A dura realidade da falta de dinheiro está agora a cortar a eito nos recursos do Estado para projectos, com efeitos que atingem o que é investimento e aquilo que se devia chamar desperdício com custos futuros, como foram muitos dos projectos realizados.

Quando se olha para o País, o que se vê é uma mistura de aristocracia falida e novo rico. Numa estrada convivem, de um lado, relvados e ciclovias, e, do outro, erva e lixo; noutra há uma estrutura esquecida para um suposto jardim que ninguém manteve e, por todo o lado, rotundas de relva e flores ou supostas esculturas. Mas não se constroem jardins.
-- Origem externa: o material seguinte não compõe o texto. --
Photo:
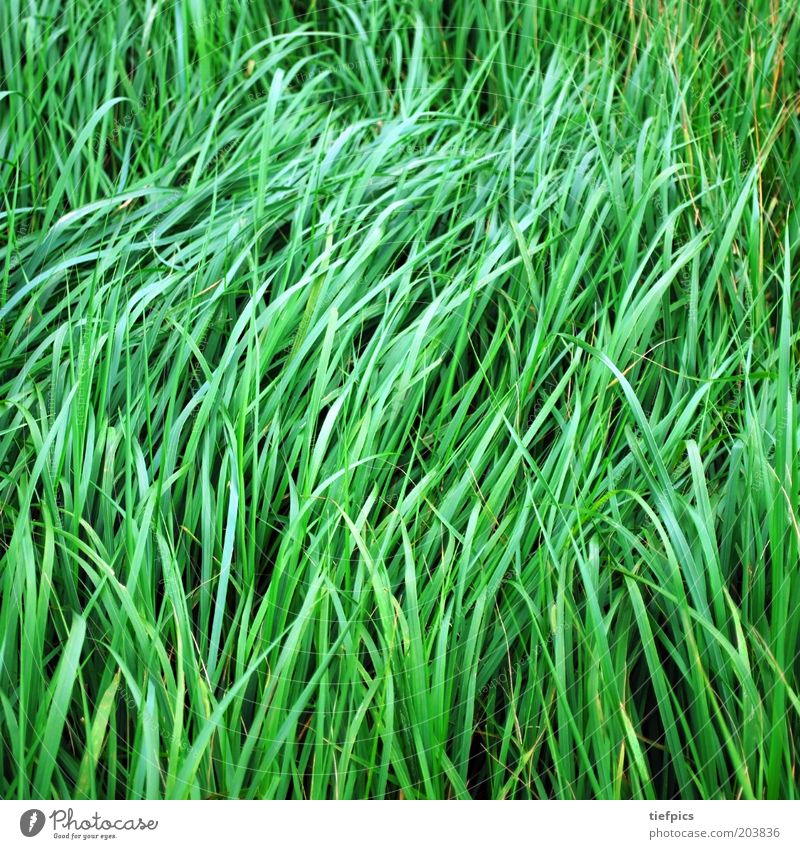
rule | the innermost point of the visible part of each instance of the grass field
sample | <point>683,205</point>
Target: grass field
<point>398,399</point>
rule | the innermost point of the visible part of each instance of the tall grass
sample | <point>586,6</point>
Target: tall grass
<point>399,399</point>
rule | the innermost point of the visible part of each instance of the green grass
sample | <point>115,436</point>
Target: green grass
<point>399,399</point>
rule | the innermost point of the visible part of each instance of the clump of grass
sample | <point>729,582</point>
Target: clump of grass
<point>399,400</point>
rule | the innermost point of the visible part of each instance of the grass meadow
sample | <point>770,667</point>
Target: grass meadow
<point>399,399</point>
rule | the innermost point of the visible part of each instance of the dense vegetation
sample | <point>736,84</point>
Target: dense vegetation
<point>398,398</point>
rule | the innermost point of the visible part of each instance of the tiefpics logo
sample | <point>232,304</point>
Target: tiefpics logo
<point>31,822</point>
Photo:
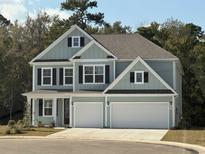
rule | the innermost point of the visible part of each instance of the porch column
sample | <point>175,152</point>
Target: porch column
<point>173,111</point>
<point>33,111</point>
<point>54,109</point>
<point>70,112</point>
Há ainda os centros culturais espalhados pelo País, alguns rodeados de terra, que são apenas custo - ninguém lá vai. Ou os quartéis de bombeiros enormes que convivem com esquadras
de polícia a cair.

Temos também as já muito debatidas auto-estradas - já vão duas entre Lisboa e Porto, e já iríamos a caminho da terceira se o dinheiro não tivesse faltado. Ninguém faz uma estrada, tem de ser uma auto-estrada que acaba por ligar poucas povoações. Os acessos ficam adiados ou porque faltou o dinheiro na altura, ou porque se complicou tanto a obra de engenharia, com viadutos e mais viadutos, que sair ou entrar da auto-estrada exige um projecto caríssimo. Insanidade? Pois com certeza que parece um manicómio, especialmente quando conhecemos outros países onde o pragmatismo impera, onde o objectivo não é fazer a estrada mas servir as pessoas.
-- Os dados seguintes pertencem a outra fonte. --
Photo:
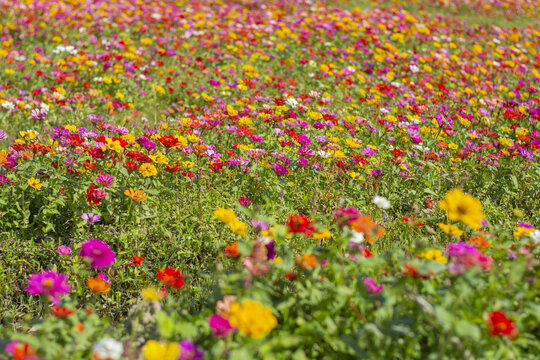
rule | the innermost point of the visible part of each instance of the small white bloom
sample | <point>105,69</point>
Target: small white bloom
<point>108,348</point>
<point>381,202</point>
<point>356,239</point>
Por aqui vivemos a loucura de fazer porque se tem de fazer, tudo em grande, o maior do mundo, porque há dinheiro da Europa. Como naquela tirada dos livros do Asterix em que alguém dizia que era preciso fazer um aqueduto. "Mas não temos rio!", reagia quem era sensato. E a resposta pronta: "Isso não interessa, porque o aqueduto é que é romano." Por cá não fazemos aquedutos mas fazemos "investimento público", não interessa qual, o quê ou para quem, o importante é gastar. Não por Roma mas por causa de Bruxelas, para gastar o dinheiro dos fundos.

Os apelos desesperados por "investimento público" que vemos feitos por alguns partidos ou municípios mostram isso mesmo - não interessa o quê, desde que se gaste.

Claro que depois de termos vivido praticamente desde 1986 a gastar porque era preciso usar os dinheiros de Bruxelas, hoje, sem acesso ao crédito para usar esses fundos, os dirigentes políticos, do Governo às autarquias, não sabem o que fazer, estão perdidos. Como será melhorar a vida dos cidadãos sem fazer um rotunda, uma auto-estrada, uma ponte, um viaduto, um quartel de bombeiros, um centro cultural?

A crise que nos espera vai ser violenta, e ainda nem começou. Do Estado às famílias, todos vamos ter de enfrentar a realidade de sermos mais pobres do que pensávamos. E sairemos dela menos saloios, menos deslumbrados com palácios inúteis a que chamaram investimento público.